The Canadian Organization for Rare Disorders (CORD) says the new strategy will encourage governments and health-care providers to ensure that all Canadians living with rare diseases receive timely, quality care, regardless of what disease they have or where they live.

“We will see patients who [will be] able to get many of their needs addressed that are currently not being addressed, are paying out of pocket, or are travelling out of the country,” said Durhane Wong-Rieger, president and chief executive officer of CORD.

Canada lags behind many other countries when it comes to caring for people with rare diseases, Wong-Rieger said.

For example, Canadians with atypical hemolytic uremic syndrome (aHUS), a life-threatening genetic disease that damages vital organs and affects fewer than 100 people in the country, often require treatment with the drug Soliris at a hefty price tag of more than $700,000 a year. The cost spurred the federal Patented Medicines Price Review Board to call a public hearing into why the manufacturer, Alexion Pharmaceuticals, charges more in Canada than in other developed countries.

In February, the Ontario government announced expanded funding of Soliris on an “interim” basis on the same day that patients with aHUS held a rally and news conference at Queen’s Park demanding that the drug be covered.

Wong-Rieger said her group’s new strategy will recommend an improvement in detecting, treating and preventing rare disorders. It also aims to improve the education of health-care providers, provide sustainable access to therapy and promote innovative research by supplying genetic researchers with the tools and support they need.

“I think a strategy like this fosters hope,” said Maureen Smith of Ottawa, who has lived with congenital panhypopituitarism for more than 50 years. The disease, which affects five in one million people, prevents the pituitary gland, which is responsible for secreting hormones that help control such things as growth, blood pressure and metabolism, from stimulating any endocrine glands, which secrete hormones directly into the blood. This results in an array of issues from poor growth to hypoglycemia.

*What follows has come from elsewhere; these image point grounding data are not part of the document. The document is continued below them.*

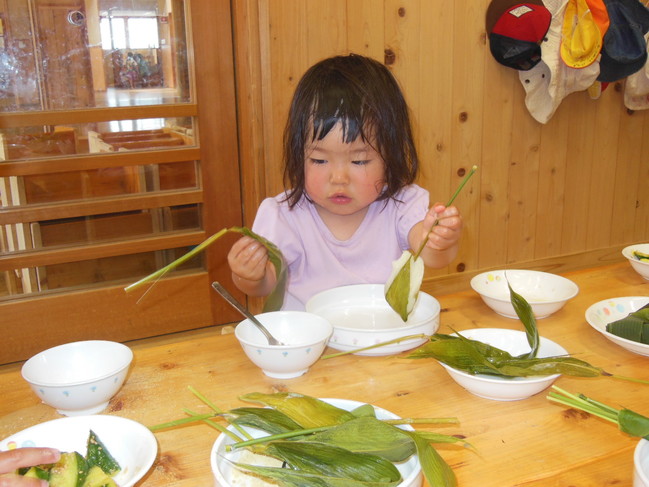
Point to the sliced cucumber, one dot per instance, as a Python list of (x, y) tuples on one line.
[(37, 473), (98, 478), (69, 471)]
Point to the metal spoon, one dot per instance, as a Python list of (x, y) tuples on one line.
[(242, 309)]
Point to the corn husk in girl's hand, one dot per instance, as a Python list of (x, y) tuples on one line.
[(273, 302), (628, 421), (402, 288), (634, 327)]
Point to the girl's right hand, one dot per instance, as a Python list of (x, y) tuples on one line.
[(248, 259)]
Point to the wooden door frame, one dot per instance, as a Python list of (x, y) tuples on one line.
[(183, 300)]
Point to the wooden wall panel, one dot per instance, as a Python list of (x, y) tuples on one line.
[(561, 195)]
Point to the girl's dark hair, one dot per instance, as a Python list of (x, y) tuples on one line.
[(362, 94)]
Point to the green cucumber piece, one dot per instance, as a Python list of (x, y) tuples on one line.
[(98, 478), (97, 454), (69, 471), (37, 472)]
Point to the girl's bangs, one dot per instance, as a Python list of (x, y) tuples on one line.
[(329, 110)]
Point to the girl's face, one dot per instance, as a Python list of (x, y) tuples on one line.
[(342, 179)]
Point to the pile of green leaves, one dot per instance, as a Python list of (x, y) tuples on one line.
[(628, 421), (326, 446), (274, 301), (634, 327), (475, 357)]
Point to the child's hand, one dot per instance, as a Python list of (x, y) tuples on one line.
[(446, 234), (248, 259)]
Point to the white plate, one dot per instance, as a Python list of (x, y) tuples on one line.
[(130, 443), (222, 466), (600, 314)]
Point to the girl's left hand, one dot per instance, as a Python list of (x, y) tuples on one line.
[(446, 233)]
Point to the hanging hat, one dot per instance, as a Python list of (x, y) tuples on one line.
[(636, 88), (551, 80), (600, 15), (515, 31), (581, 40), (625, 49)]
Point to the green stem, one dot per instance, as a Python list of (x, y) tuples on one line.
[(584, 404), (382, 344), (180, 422), (218, 410), (216, 426), (183, 258), (450, 202)]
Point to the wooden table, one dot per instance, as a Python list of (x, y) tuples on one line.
[(531, 442)]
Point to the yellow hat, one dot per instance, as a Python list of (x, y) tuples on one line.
[(581, 39)]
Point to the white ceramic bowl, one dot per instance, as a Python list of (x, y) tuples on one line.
[(604, 312), (641, 464), (640, 266), (223, 471), (304, 334), (546, 293), (130, 443), (500, 388), (78, 378), (361, 317)]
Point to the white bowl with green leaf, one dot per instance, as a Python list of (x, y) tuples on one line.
[(500, 388), (227, 474), (546, 293), (638, 257), (361, 318), (607, 311)]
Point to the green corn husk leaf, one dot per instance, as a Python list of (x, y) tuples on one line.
[(525, 314), (307, 411), (285, 477), (633, 423), (459, 352), (475, 357), (628, 421), (521, 367), (369, 435), (402, 288), (333, 461), (364, 411), (437, 472), (273, 302), (634, 326), (275, 299), (265, 419)]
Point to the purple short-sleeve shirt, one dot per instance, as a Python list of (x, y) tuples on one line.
[(318, 261)]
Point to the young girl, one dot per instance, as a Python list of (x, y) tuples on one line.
[(352, 208)]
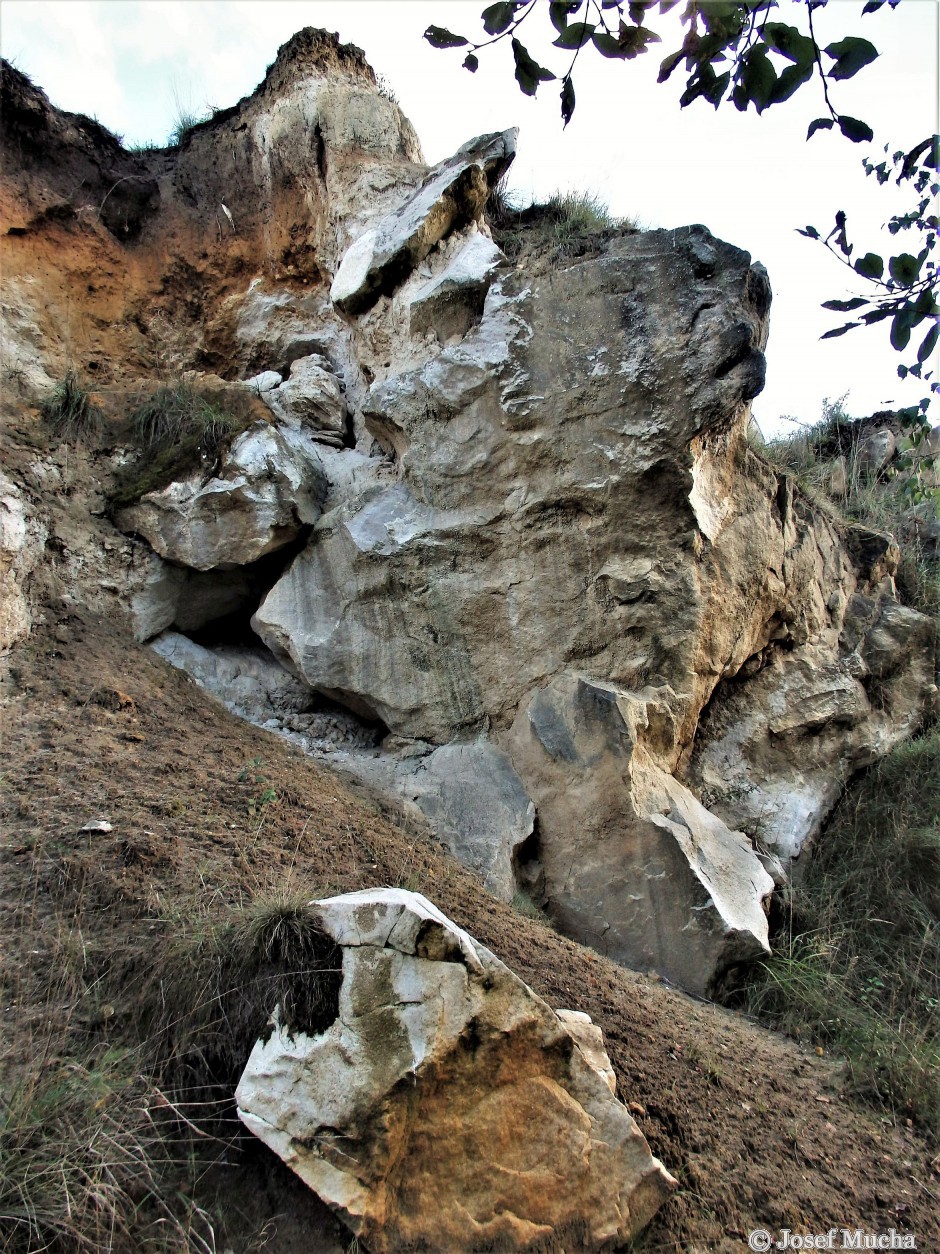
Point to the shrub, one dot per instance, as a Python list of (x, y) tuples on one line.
[(857, 964), (557, 222), (69, 411)]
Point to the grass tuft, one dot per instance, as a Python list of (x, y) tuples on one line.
[(212, 988), (558, 222), (176, 430), (69, 410), (857, 967)]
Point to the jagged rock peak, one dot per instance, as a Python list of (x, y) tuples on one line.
[(313, 49)]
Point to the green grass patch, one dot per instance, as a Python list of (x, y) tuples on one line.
[(69, 411), (558, 222), (857, 967), (176, 430), (826, 460)]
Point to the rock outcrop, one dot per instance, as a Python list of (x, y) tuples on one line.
[(270, 485), (504, 513), (453, 194), (448, 1107)]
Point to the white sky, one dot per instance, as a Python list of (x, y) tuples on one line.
[(751, 181)]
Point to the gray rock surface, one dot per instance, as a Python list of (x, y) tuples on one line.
[(633, 864), (311, 398), (446, 1107), (21, 539), (451, 302), (450, 196), (469, 794), (270, 484)]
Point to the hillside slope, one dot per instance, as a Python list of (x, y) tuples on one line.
[(208, 811)]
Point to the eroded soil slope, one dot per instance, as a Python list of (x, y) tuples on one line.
[(207, 808)]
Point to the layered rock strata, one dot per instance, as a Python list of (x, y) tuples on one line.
[(504, 513)]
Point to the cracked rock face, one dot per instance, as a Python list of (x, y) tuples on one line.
[(451, 196), (270, 484), (604, 636), (634, 865), (448, 1107)]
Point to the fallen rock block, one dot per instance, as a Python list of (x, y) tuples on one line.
[(270, 485), (448, 1107), (451, 196)]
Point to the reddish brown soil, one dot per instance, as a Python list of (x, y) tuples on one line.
[(755, 1127)]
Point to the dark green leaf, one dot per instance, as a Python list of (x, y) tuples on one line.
[(790, 43), (758, 77), (904, 268), (870, 266), (819, 124), (856, 131), (839, 330), (608, 45), (638, 9), (668, 65), (560, 13), (631, 42), (528, 72), (567, 99), (792, 78), (901, 329), (929, 344), (575, 35), (850, 55), (498, 18), (723, 18), (715, 90), (440, 38)]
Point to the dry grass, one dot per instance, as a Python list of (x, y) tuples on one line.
[(69, 411)]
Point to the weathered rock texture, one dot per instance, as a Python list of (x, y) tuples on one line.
[(448, 1107), (506, 514), (270, 484)]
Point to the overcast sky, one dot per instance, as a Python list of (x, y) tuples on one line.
[(751, 181)]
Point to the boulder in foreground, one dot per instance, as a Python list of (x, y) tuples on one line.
[(446, 1107)]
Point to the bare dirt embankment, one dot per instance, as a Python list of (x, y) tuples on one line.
[(206, 809)]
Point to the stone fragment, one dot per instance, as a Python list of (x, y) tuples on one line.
[(265, 381), (451, 194), (634, 865), (875, 450), (590, 1041), (270, 484), (473, 800), (312, 399), (250, 680), (21, 539), (776, 749), (446, 1107), (453, 302)]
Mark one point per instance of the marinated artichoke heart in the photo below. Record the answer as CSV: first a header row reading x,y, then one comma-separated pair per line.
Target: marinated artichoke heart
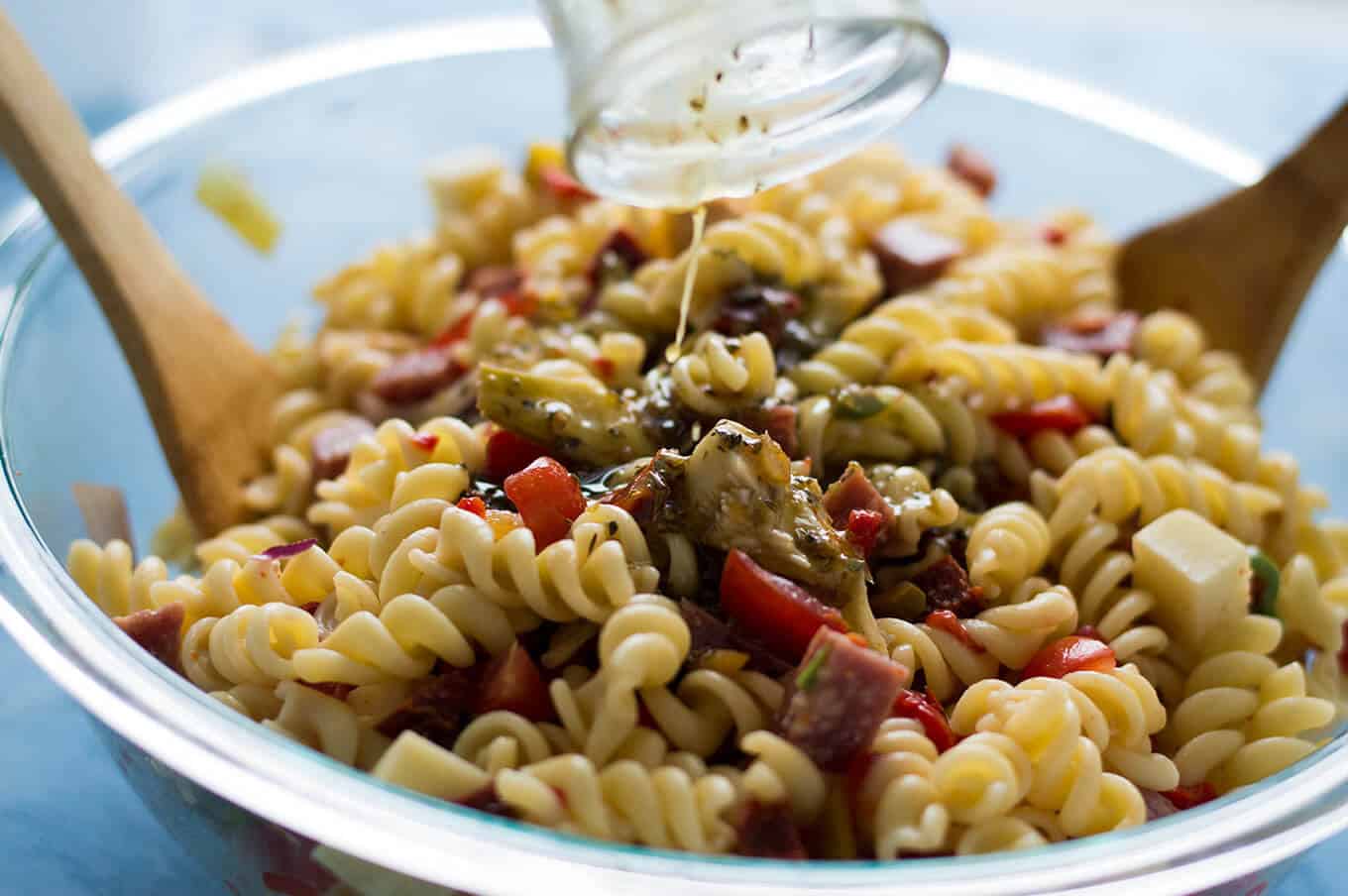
x,y
577,415
737,492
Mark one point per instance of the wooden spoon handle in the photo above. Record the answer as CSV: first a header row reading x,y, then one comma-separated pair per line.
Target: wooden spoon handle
x,y
182,352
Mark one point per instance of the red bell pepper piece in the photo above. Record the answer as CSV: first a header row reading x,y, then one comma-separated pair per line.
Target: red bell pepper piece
x,y
772,610
549,499
950,622
1191,795
925,709
1070,653
1063,414
508,453
864,528
474,504
513,683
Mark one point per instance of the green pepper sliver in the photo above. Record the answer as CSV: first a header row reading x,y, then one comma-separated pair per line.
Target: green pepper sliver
x,y
805,678
1265,584
856,405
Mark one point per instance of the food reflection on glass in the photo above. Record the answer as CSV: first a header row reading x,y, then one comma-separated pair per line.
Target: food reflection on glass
x,y
918,547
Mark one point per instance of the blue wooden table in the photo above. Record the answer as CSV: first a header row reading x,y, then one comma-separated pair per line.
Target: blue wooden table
x,y
1259,75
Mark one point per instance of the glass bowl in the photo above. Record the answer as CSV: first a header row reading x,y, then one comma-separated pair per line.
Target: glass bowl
x,y
334,139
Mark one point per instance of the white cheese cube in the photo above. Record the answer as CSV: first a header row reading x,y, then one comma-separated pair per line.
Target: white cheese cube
x,y
1198,574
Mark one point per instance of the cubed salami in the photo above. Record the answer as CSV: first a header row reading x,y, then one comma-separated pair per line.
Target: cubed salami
x,y
160,632
332,446
947,587
840,694
854,492
768,832
415,376
435,708
910,255
494,280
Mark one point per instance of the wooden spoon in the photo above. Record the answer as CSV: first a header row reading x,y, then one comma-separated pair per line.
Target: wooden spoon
x,y
1243,265
208,391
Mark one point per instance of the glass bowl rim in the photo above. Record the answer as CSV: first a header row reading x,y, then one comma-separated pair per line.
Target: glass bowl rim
x,y
300,788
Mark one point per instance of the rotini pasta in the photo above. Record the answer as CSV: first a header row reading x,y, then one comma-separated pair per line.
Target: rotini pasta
x,y
891,557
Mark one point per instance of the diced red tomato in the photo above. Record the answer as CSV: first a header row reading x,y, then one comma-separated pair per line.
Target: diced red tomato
x,y
457,332
950,622
519,303
1070,653
509,453
1191,795
513,683
549,499
1053,235
771,608
864,528
562,184
425,441
474,504
604,367
925,709
1063,414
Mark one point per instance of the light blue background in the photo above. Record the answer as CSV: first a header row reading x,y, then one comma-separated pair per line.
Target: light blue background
x,y
1255,71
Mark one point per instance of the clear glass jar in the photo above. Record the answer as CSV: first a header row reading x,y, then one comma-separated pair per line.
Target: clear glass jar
x,y
680,101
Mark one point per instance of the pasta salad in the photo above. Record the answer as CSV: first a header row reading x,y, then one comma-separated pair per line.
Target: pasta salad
x,y
920,546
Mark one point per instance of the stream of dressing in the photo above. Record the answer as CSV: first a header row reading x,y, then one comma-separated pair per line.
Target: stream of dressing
x,y
676,348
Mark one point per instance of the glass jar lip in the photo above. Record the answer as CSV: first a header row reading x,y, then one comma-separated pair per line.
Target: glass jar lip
x,y
302,790
760,161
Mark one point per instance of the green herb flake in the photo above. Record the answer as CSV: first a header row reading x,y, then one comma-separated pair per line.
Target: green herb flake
x,y
1264,584
859,405
806,677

“I’m hoping that other people, especially children, are going to have a strategy that will highlight what their extraordinary challenges are and get ordinary treatment like all other Canadians have access to,” said Smith, 56, who works as a secretary with CORD.

Wong-Rieger said awareness and community support are main components of the strategy, since people living with rare disorders can feel isolated.

Several hundred support groups have been created for those living with rare diseases, many of them started by patients and families themselves. Wong-Rieger said that while these groups excel at spreading awareness and education, most of them have few resources and are stretched beyond their financial means.

CORD has planned a national tour to introduce the strategy to politicians, health-care providers and patients in the coming months.